How does this chapter open? With these two words,  “Now Sarai . . .” (v.1). How often do you find Sarai’s name in the first half of the 16 verses of this chapter? Seven times, almost once for every verse. Then in the second half, in the last eight verses, how often is Sarai referred to? Not once. And Abram? Not once. They thought they would have a son and it would be by the ‘rentawomb’ method of the maid-servant Hagar, but this was not Sarai’s son at all. Sarai has no part in any promise or blessing made to Hagar’s baby. That silence at the chapter’s denouement is God’s quiet rebuke of her and Abram for believing that they could devise a way that the extraordinary promise of God could be fulfilled.

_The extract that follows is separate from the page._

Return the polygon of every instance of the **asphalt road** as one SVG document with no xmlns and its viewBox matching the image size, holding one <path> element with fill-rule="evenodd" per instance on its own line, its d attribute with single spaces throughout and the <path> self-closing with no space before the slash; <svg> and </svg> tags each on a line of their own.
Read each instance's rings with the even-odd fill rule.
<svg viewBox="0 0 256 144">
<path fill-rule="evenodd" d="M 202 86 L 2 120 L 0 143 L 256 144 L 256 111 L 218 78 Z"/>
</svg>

Do you also notice this, that the Lord doesn’t make any appearance in the first half of this chapter? When he does appear then Abram and Sarai are not there. He has made himself known a number of times so far, but always to Abram, but at this juncture, after they have devised this fleshly scheme, God does not appear to Abram and his wife. Rather, he makes himself know to the one they cruelly treated. She is the one who sees the Lord, and Abram doesn’t. He was denied that blessing because of his unbelief. How tedious and tasteless the hours when Jesus no longer I see.

Do not grieve the Lord by your impatience. Do not seek ways of accomplishing what God alone is able to do. Men and women are born of God alone into his family. The new birth is his work in us. It is not mine to start. It is not yours. God alone does it in its conception and continuance. You must travail again in birth until you are born of God and he is born in you. When it doesn’t happen quickly enough in your children or your family or in the Sunday School or in the Young People’s meeting or in the congregation then do not try to take over. Don’t devise your own sure-fire guaranteed methods of getting new life into the ones you love. Trust the Lord who loves those people far better than you do. Trust the Lord who can do exceedingly abundantly above all you can ask or think.

Abram didn’t need to produce the promised Seed by his own wit or his own strength. He needed God to come and do what he had decided to do. He needed God to give him assurance that he was in control, and he was able to work how and when he chose to. Do you see that after all these machinations of Sarai and Abram and Hagar, after all these attempts to work out their situation, that as regards the fulfilment of the promises of the covenant, Abram is right back where he started from? He hasn’t taken one step forward towards obtaining God’s promise. He has certainly had new troubles, much tension and guilt, but he is not a single step forward in the progress of redemption because God is going to do things his way not Abram’s way.

You know we pray after so many sermons, “Thank you, Lord, for saying this to me, and now I’m going to do something about it,” and that is good, but this passage reminds us again that God is not dependent on our strategizing and scheming. God will bring about his purposes without our injecting our own nifty new ideas and innovations and inventions. This passage teaches us that we must not only trust God’s promise, but we must obtain God’s promises in the way, and by the methods which he sets out for us to use. May God help us do so.